A Reproducible Workflow for Liver Volume Segmentation and 3D Model Generation Using Open-Source Tools

  • Badreddine Labakoum Energy-Materials-Instrumentation and Telecom Laboratory (EMIT), Faculty of Science and Technology, University Hassan 1st, Settat, Morocco https://orcid.org/0009-0004-6414-3614
  • Hamid El Malali Energy-Materials-Instrumentation and Telecom Laboratory (EMIT), Faculty of Science and Technology, University Hassan 1st, Settat, Morocco https://orcid.org/0000-0002-5624-3816
  • Amr Farhan Energy-Materials-Instrumentation and Telecom Laboratory (EMIT), Faculty of Science and Technology, University Hassan 1st, Settat, Morocco; Sciences and Engineering of Biomedicals, Biophysics and Health Laboratory, Higher Institute of Health Sciences (ISSS), University Hassan 1st, Settat, Morocco https://orcid.org/0000-0003-1492-3837
  • Azeddine Mouhsen Energy-Materials-Instrumentation and Telecom Laboratory (EMIT), Faculty of Science and Technology, University Hassan 1st, Settat, Morocco https://orcid.org/0000-0003-3901-4736
  • Aissam Lyazidi Sciences and Engineering of Biomedicals, Biophysics and Health Laboratory, Higher Institute of Health Sciences (ISSS), University Hassan 1st, Settat, Morocco https://orcid.org/0000-0001-5899-0164
Keywords: Hepatic resection, Surgical simulation, 3D modelling, Image segmentation, Preoperative planning

Abstract

Complex liver resections related to hepatic tumors represent a major surgical challenge that requires precise preoperative planning supported by reliable three-dimensional (3D) anatomical models.

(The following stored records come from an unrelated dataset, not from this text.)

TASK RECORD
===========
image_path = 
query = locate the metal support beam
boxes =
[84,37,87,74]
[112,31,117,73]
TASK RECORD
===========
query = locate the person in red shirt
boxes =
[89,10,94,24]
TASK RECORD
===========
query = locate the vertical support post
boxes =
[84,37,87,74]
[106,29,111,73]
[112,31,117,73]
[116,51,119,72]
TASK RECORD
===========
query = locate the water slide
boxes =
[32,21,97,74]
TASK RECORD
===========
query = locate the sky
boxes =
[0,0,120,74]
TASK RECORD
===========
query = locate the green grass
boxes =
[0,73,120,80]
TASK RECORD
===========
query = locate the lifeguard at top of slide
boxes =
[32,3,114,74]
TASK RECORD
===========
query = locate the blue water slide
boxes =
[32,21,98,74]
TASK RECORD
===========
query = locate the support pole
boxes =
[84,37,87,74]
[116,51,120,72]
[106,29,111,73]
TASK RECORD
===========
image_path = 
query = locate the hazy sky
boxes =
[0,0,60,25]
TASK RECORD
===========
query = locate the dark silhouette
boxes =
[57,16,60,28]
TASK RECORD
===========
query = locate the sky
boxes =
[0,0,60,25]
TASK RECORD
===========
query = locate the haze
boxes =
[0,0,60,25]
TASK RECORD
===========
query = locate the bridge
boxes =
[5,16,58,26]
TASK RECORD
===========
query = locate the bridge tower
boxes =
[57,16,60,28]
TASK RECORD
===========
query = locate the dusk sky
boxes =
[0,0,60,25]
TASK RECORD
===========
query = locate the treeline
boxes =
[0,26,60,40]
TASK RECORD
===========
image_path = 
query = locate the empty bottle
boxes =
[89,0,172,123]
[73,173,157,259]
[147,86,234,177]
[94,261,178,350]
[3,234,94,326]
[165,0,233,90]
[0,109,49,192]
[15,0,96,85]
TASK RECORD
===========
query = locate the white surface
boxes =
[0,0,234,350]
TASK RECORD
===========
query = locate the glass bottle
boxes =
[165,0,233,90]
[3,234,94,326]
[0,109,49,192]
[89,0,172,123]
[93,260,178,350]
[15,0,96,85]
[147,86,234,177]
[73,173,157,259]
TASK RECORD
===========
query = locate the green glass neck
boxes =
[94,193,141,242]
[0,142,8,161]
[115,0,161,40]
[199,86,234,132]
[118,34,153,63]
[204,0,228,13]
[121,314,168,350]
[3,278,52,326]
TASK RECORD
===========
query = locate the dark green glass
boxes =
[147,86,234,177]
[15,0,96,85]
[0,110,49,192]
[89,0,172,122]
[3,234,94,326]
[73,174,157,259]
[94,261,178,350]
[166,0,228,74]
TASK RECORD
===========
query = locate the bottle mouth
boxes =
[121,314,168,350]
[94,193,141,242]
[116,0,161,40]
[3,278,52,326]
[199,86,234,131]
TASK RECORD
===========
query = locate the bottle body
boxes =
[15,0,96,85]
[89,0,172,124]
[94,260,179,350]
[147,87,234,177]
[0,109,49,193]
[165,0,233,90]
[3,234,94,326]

In this context, accurate volumetric segmentation of the liver is a critical prerequisite to ensure the fidelity of printed models and to optimize surgical decision-making. This study compares different segmentation techniques integrated into open-source software to identify the most suitable approach for clinical application in resource-limited settings. Three semi-automatic methods, region growing, thresholding, and contour interpolation, were tested using the 3D Slicer platform and compared with a proprietary automatic method (Hepatic VCAR, GE Healthcare) and a manual segmentation reference, considered the gold standard. Ten anonymized abdominal CT volumes from the Medical Segmentation Decathlon dataset, encompassing various hepatic pathologies, were used to assess and compare the performance of each technique. Evaluation metrics included the Dice similarity coefficient (Dice), Hausdorff distance (HD), root mean square error (RMS), standard deviation (SD), and colorimetric surface discrepancy maps, enabling both quantitative and qualitative analysis of segmentation accuracy. Among the tested methods, the semi-automatic region growing approach demonstrated the highest agreement with manual segmentation (Dice = 0.935 ± 0.013; HD = 4.32 ± 0.48 mm), surpassing both other semi-automatic techniques and the automatic proprietary method. These results suggest that the region growing method implemented in 3D Slicer offers a reliable, accurate, and reproducible workflow for generating 3D liver models, particularly in surgical environments with limited access to advanced commercial solutions. The proposed methodology can potentially improve surgical planning, enhance training through realistic patient-specific models, and facilitate broader adoption of 3D printing in hepatobiliary surgery worldwide.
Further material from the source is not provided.